- North American arcade flyer
- Developer: Sega
- Publishers: ArcadeJP: Sega; NA: Sega/Gremlin; 2600 Sega
- Platforms: Arcade, Atari 2600
- Release: ArcadeNA: November 1979; JP: January 1980; 2600March 1983;
- Genre: Submarine simulator
- Mode: Single-player

= Deep Scan =

1979 video game

Gameplay of Deep Scan

Deep Scan is a 1979 submarine simulator video game developed and published by Sega for Japanese arcades; in North America, it was distributed by Sega/Gremlin. The player controls a battleship on the surface of the ocean attempting to destroy submarines below it, similar to games such as Periscope (1965), Sea Wolf (1976) and Depthcharge (1977). Some arcade cabinets also include Invinco, a Space Invaders clone released by Sega in 1979.

A port to the Atari 2600 was published in 1983 as Sub-Scan.

==Gameplay==
Most of the screen is a side view of the water with enemy submarines patrolling in it.

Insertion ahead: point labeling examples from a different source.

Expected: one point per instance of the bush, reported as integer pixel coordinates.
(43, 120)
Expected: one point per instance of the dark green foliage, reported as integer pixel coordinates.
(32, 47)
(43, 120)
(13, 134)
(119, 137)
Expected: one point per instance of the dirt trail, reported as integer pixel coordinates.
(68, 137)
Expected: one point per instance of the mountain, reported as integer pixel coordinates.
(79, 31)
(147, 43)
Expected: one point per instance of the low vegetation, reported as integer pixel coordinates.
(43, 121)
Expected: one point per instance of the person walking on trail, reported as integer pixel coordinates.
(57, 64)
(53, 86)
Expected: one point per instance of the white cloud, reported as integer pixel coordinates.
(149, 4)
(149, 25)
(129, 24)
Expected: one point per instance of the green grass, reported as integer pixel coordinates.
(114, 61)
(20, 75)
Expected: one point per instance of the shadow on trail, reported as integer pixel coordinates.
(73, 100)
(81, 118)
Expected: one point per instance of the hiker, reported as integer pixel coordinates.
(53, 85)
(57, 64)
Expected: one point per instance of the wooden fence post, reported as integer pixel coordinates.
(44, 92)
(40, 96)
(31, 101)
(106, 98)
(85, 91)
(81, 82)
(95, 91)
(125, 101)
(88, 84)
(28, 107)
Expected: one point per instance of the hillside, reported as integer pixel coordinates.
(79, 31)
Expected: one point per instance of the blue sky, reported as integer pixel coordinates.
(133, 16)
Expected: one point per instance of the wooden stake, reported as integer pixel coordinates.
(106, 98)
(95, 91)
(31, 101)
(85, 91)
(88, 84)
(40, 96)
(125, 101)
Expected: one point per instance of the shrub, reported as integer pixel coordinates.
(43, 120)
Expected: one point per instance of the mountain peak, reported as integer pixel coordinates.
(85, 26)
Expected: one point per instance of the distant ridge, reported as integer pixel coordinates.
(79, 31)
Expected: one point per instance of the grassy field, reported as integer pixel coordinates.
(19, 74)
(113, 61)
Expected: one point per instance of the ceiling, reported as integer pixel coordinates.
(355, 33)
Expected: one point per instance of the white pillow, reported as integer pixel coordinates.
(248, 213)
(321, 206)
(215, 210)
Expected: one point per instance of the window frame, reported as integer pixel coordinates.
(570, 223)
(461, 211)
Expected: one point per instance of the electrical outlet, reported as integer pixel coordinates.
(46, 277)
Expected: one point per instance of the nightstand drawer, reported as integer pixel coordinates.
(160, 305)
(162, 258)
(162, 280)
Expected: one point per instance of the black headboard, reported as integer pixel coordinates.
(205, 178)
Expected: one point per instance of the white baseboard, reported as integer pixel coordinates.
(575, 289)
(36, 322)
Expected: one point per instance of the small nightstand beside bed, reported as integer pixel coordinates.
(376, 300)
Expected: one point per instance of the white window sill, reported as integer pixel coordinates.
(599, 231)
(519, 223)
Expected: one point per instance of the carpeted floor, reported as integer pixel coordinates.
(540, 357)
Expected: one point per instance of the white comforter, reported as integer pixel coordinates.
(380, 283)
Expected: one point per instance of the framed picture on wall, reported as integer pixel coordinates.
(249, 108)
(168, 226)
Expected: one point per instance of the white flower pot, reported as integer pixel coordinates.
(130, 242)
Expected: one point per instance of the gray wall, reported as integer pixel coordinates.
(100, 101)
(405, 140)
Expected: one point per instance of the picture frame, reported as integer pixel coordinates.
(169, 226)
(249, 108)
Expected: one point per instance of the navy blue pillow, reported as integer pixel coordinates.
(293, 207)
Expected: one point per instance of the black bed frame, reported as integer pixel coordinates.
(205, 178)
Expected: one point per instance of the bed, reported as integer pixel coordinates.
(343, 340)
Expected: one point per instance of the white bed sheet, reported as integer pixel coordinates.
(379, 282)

The goal is to destroy as many submarines as possible by dropping explosives from either the left or right side of the ship while avoiding mines launched from these submarines. A mini-map at the bottom of the screen shows submarines coming from the sides, before they are visible.

==Legacy==
Deep Scan is a bonus game in the Sega Saturn version of Die Hard Arcade. Every 200 points earned gives the player an extra credit for the disc's title game.